In the experiment described in this article, an intrusive tunicate species was found in Antofagasta Bay in Chile, far from its normal coastal range in Australia. In order to prove the tunicates were not drawn to this Bay in particular, they did tests with tunicates both inside and outside of their newly populated habitat in Chile. The results showed that tunicates were successful at growing and reproducing inside and outside the bay. Scientists then tested the effects of this tunicate on a local species of mussel, and eventually published results finding that the tunicate was able to overcrowd the native population. Overcrowding lead to a decreased fitness in the mussel population due to increased competition and limited refuges left for the mussels to occupy. Another study conducted by the author showed that at the rocky intertidal level, predation by sea stars and large snails on small juvenile tunicates was a key limiting factor to their continued growth and those predators act as regulating factors in their life history. This particular article is interesting because it takes an organism which is so sophisticated and successful it can survive at inter-tidal zones across the globe. Somehow this small organism is able to have a major effect on native populations but it also fits flawlessly into the predatory interactions already in place on mussels found in Chile naturally. It is important to show how this animal has a negative impact as an invasive species, because as you can see in this example, it can easily out compete its “peers” so to speak. This will put the native mussel population in direct threat of being drastically limited.



Here are some really good images showing how important the rocky inter-tidal zone is on a world scale. The first shows how much of the earth is coastline dedicated to inter-tidal areas, the second shows the many different regions which are encompassed in such a zone, and why it is necessary to specify “Rocky Inter-Tidal” as my area of study.
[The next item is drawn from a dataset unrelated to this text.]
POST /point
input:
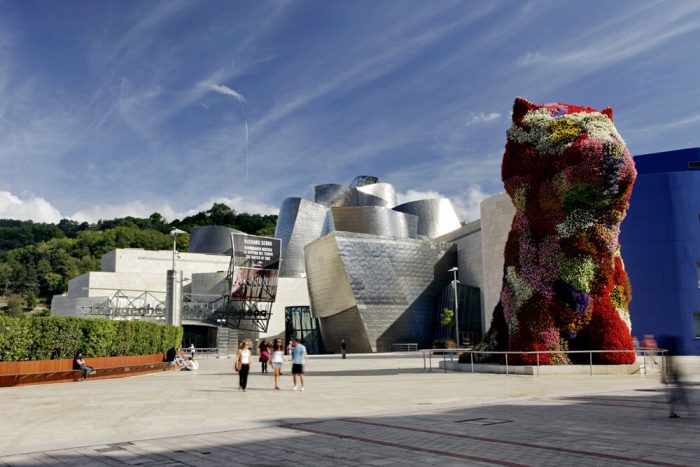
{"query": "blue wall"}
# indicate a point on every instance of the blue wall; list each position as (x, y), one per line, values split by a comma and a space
(660, 241)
world map coast intertidal zone

The article I chose to go with these images given is more of an overview. It describes how vertical zonation was found in the intertidal zone, and how experimentation has needed to evolve through the years, yet many approaches remain in place. The first scientists to study zonation were Doctors Cowels, Clements, and Shelford in the United States. They all started in the 1930’s and although looking for answers about the limits of a marine community but based much of their evidence on that of plant science and botany. The scientists focused on a natural history approach at first, but after settling in the West, they started using less deterministic methods. This approach carries over into some studies I have talked about in the blog thus far and is still an important method of study.

perspective post article


This piece is a little different from the first two, but I feel in many ways is even more important to the blog. The author describes the taxes of living in a harsh place like the rocky shore and how its ever changing tides and temperature effect how organisms can intake oxygen. This basic need is affected by many different factors, such as how active the water is. The slower the tide the less oxygen uptake there will be, so even though some protection from waves is helpful to organisms it can also reduce oxygen intake. The author, G. M. Branch, makes a note that previous experiments show that an upper tidal niche is most strained by the environment because it has higher temperatures and more exposure to the sun. In these harsher ecosystems, metabolic rates are adapted to stay low in order to maintain oxygen conservation. In one particular species of limpet, P. Granularis, has a lower rate of metabolism because it lives higher on the shore and has more competition with barnacles than its mid-shore cousins. Therefore, the high shore species of limpet has a lower metabolic rate because it has less food resosurces available.